A practical, Python-based toolkit for data stewards to turn incoming project data into a validated, well-documented, and handover- or deposit-ready package, using JupyterLab as the execution and reporting environment.

Building on Session 1, we follow one deliberately messy dataset through a realistic pipeline - validate → report & clean → package → document & deposit - letting the AI assistant draft the code at each step while we read, run, and verify what it produces.

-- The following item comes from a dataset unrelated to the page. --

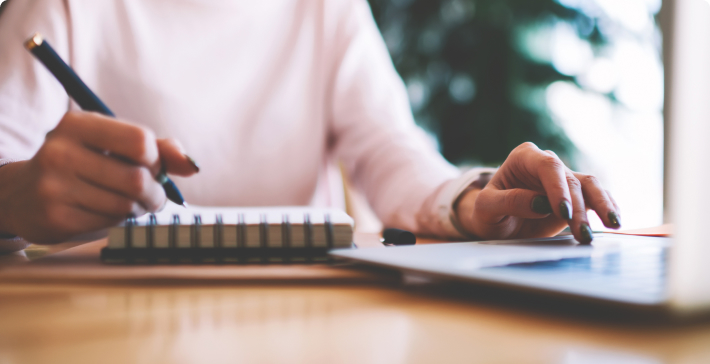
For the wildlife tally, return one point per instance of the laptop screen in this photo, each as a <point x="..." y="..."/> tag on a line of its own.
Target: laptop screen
<point x="689" y="159"/>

You will learn to: enforce a data schema with pandera, generate a data quality report with fg-data-profiling, apply light cleaning, build a FAIR data package with frictionless, draft a Data Management Plan, and optionally deposit the result to the Zenodo Sandbox for a DOI.

Notebooks

1_toolbelt-overview - orientation and a first look at the raw data
2_data-validation - a data contract that finds every rule violation (pandera)
3_quality-report - a quality report and light cleaning (fg-data-profiling)
4_metadata-packaging - a documented, FAIR data package (frictionless)
5_dmp-and-deposit (optional) - a Data Management Plan and an optional Zenodo deposit

Prerequisite: Session 1, or equivalent familiarity with JupyterLab and the bia-bob assistant.